16. Most of us are ambiguous about the script; those with whom we minister and I dare say, those of us who minister. Most of us are not at the deepest places wanting to choose between the dominant script and the counter-script. Most of us in the deep places are vacillating and mumbling in ambivalence.

17. This ambivalence between scripts is precisely the primary venue for the Spirit. So that ministry is to name and enhance the ambivalence that liberals and conservatives have in common that puts people in crisis and consequently that invokes resistance and hostility.

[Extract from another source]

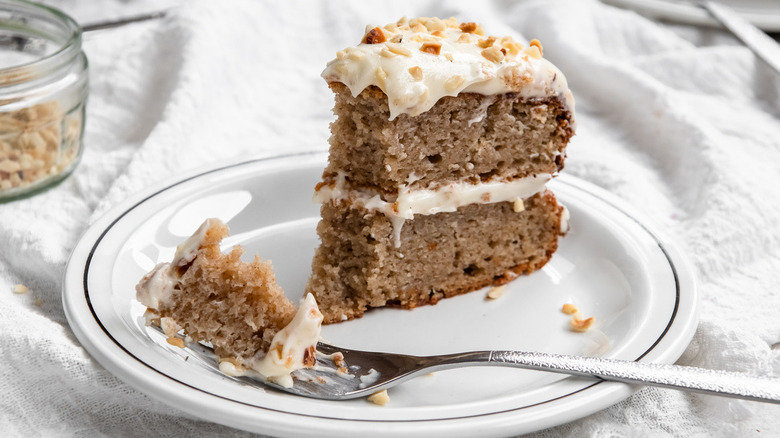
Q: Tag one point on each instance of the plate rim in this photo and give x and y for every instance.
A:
(610, 390)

18. Ministry is to manage that ambivalence that is crucially present among liberals and conservatives in generative faithful ways in order to permit relinquishment of [the] old script and embrace of the new script.

19. The work of ministry is crucial and pivotal and indispensable in our society precisely because there is no one [see if that’s an overstatement]; there is no one except the church and the synagogue to name and evoke the ambivalence and too manage a way through it. I think often; I see the mundane day-to-day stuff ministers have to do and I think, my God, what would happen if you took all the ministers out. The role of ministry then is as urgent as it is wondrous and difficult.